This approach was recently employed by Electronic Arts Inc. (NASDAQ:EA), in response to James McRitchie's and Myra Young's resolution, which asked the S&P 500 multimedia company to provide shareholders with the right to act by written consent.
In its proxy statement, EA described the shareholder resolution as "unnecessary," instead recommending shareholders support a counter-proposal that "provides fairness and transparency in connection with stockholders' ability to exercise this right."
At first glance, EA's written consent proposal might seem identical to that of McRitchie and Young, but the supporting statement reveals that such a right would require stockholders to own at least 25% of the outstanding shares of EA's common stock, a restriction that did not form part of McRitchie's and Young's resolution.

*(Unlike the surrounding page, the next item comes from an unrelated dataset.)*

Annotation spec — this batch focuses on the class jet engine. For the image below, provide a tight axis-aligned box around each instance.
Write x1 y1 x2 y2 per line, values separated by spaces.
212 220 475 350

"It is a deception, like the Trojan horse," said McRitchie in a statement. "If the EA board succeeds in fooling shareholders into foreclosing their ability to ever use written consent through such deception, how else will they deceive us? Unfortunately, many shareholders, including institutional shareholders, are falling for this."

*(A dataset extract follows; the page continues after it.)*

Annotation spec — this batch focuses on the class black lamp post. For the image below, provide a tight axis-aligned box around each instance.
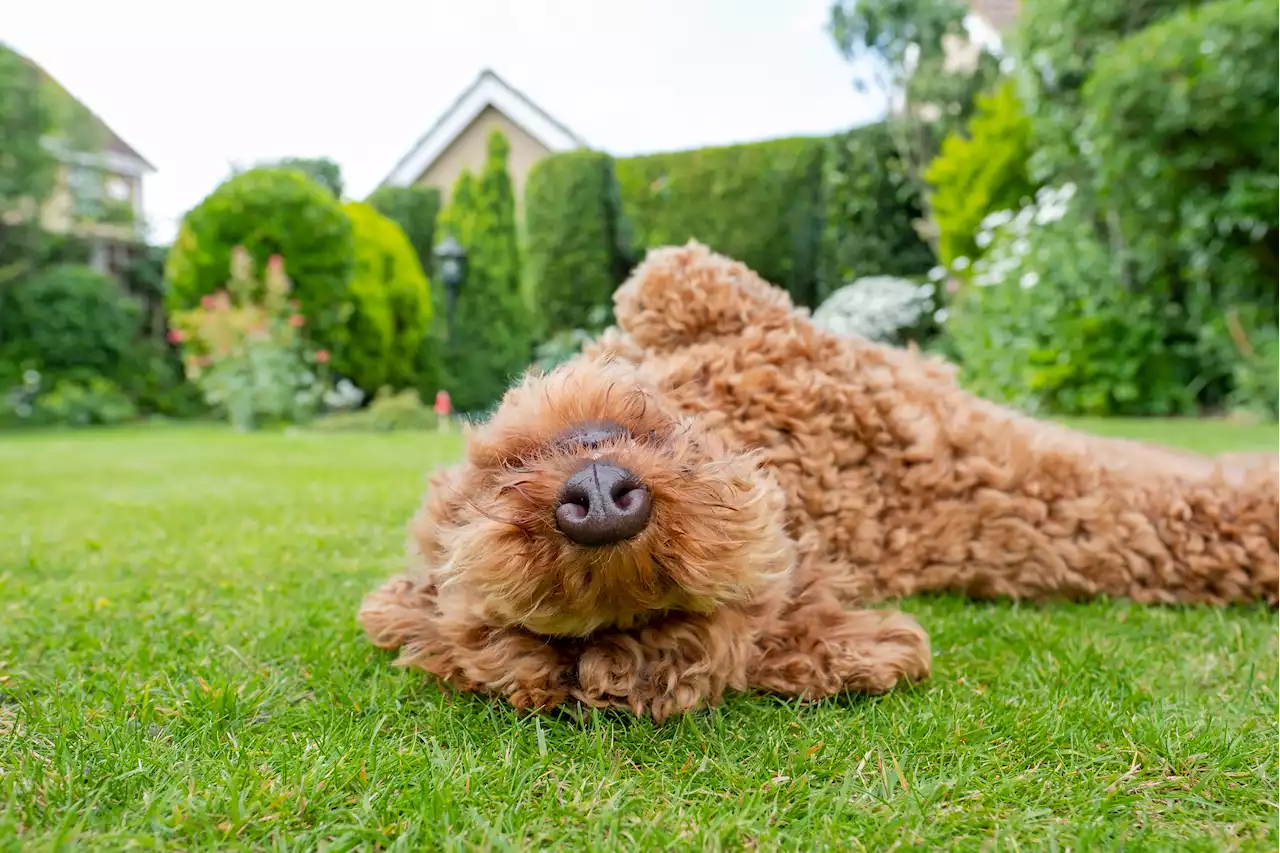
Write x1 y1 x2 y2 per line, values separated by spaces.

Although McRitchie's and Young's shareholder proposal won majority support for the second consecutive year at EA's August 12 annual meeting, management's proposal proved even more popular, winning 96.1% support compared to McRitchie's 57.9% support.

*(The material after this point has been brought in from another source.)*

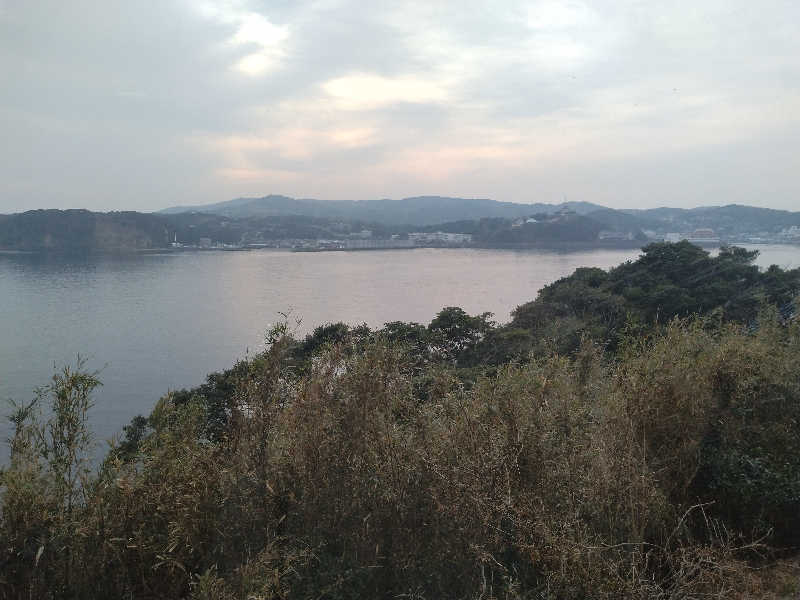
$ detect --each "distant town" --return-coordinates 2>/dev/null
[0,196,800,252]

In a regulatory filing seen by Proxy Insight Online, shareholder activist John Chevedden argues that the right to act by written consent with a threshold exceeding 20% is "useless," and for shareholders to be given the "genuine right" to act by written consent thresholds must not exceed 10% of shares.
EA is hardly the first company to employ this tactic. A similar situation presented itself at BorgWarner's 2017 annual meeting, where Chevedden's proposal, seeking the right to act by written consent, won 61.9% support. The following year, a management proposal providing the right to act by written consent, provided shareholders own an aggregate 20% of outstanding stock, received 97.7% support and was swiftly implemented by management.
Bank of New York Mellon
The Bank of New York Mellon Corp (NYSE:BK) implemented similar tactics in 2019, after a 2018 written consent proposal, filed by Kenneth Steiner, won 45.7% support. Once again, management's proposal won near-unanimous support and was promptly implemented.
In an age of virtual-only shareholder meetings, shareholder rights are of increasing importance to investors. Despite this, counter-proposals that seek to limit shareholder rights are winning majority support and limiting the abilities of investors to engage with boards.
NetApp Inc. (NASDAQ:NTAP) is the latest company to employ this strategy. The S&P 500 data storage firm has filed a written consent proposal with the exact same restrictions, in response to a shareholder proposal filed by Chevedden. Both proposals are due to be voted on today.
As an increasing number of companies seek to block successful shareholder resolutions through the use of counter-proposals, investors run the risk of voting in favor of proposals that restrict their voting rights and limit their ability to hold management accountable.
Investors would be wise to do their research when voting on counter-proposals at upcoming shareholder meetings. Just because it has management’s stamp on it, such proposals may not come recommended.